Brittany suspected his expired card created a bigger snafu than he was letting on. “Where are you staying tonight?”
“I don’t know. I guess I’ll drive back to San Diego. I was going to stay at a motel, but…” He shook his head and laughed in exasperation. “I’m supposed to meet Amber pretty early in the morning over at the studio, so if I go home, I won’t have time for much more than a short nap before I have to turn around and come back to L.A.”
“If you want, you could sleep on my couch,” Britt offered.
He looked at her, and his blue eyes were somber. “You may want to learn to be a little less generous with men you just met.”
She laughed. “Oh, come on. I’ve been hearing about you for years. I seriously doubt you’re a serial killer. I mean, the word probably would’ve trickled down to me by now. Besides, what are your other options? Are you going to, like, sleep in your car?”
That’s exactly what he’d been planning to do. She could see it in his eyes, in his smile. “Seriously, Brittany. You really don’t know me.”
“I know enough,” she said quietly.
Wes sat there looking at her for many long seconds. She couldn’t read the expression on his face, in his eyes. If she were young and foolish and prone to thinking that life was like a romance novel, she would dare to dream that this was the moment when Wes Skelly fell in love with her.
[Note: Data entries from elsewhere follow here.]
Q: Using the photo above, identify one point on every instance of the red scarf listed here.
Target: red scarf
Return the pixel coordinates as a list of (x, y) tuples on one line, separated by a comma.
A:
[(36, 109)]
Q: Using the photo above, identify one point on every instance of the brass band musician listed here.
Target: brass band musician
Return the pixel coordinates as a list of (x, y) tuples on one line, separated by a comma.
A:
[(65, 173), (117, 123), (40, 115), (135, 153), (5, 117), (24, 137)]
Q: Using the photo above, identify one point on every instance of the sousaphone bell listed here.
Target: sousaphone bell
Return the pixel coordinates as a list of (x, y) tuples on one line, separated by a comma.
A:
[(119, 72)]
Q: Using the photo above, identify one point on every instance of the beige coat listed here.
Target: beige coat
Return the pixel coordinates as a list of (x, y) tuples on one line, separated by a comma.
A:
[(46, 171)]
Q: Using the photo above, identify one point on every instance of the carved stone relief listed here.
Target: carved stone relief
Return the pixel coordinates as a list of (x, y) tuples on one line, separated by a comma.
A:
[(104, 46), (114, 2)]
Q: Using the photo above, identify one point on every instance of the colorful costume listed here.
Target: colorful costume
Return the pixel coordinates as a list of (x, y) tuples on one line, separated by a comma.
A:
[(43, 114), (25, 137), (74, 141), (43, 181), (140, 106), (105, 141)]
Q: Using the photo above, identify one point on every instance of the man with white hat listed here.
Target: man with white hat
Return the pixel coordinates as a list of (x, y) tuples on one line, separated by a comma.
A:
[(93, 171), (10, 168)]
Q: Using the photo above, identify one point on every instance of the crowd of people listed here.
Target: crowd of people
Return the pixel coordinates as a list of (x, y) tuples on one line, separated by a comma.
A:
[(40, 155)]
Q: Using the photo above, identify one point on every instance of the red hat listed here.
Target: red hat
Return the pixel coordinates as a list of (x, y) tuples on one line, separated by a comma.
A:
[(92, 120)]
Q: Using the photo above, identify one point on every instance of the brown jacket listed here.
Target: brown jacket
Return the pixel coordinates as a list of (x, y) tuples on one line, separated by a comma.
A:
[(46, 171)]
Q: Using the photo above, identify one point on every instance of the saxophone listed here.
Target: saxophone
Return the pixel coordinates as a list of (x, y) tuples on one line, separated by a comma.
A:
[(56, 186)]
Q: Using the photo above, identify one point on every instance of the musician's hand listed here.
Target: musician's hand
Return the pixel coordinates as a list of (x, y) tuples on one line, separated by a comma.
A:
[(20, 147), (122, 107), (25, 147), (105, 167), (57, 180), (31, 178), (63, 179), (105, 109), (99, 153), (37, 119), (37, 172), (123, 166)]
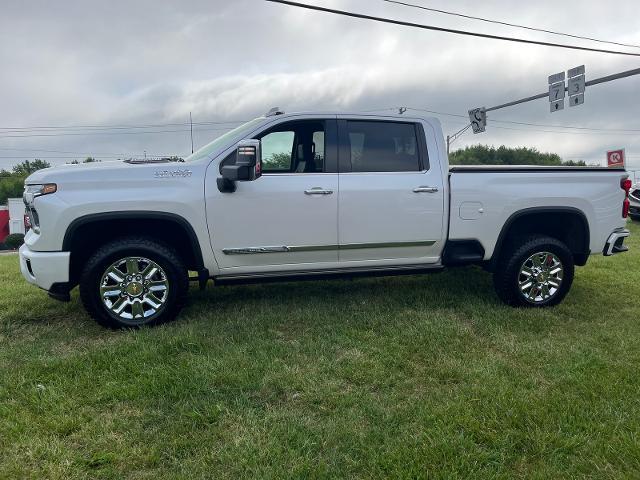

Except they’d agreed that there wasn’t going to be anything romantic between them, she wasn’t his type, he was definitely connected in some way to the wife of his good friend Wizard, and Brittany didn’t really want anyone to be in love with her. She had too much going on with school and Andy’s college and getting used to living on the west coast and…
Maybe the man just had gas.
“Okay,” he finally said. “Your couch sounds great. Thank you. I appreciate it very much.”
Brittany stood up, briskly collecting her purse and her sweater. “You can’t smoke inside the house,” she told him as he followed her to the door.
“I told you, I quit.”
She gave him a pointed look, and he laughed. “Really,” he said. “This time is going to be different.”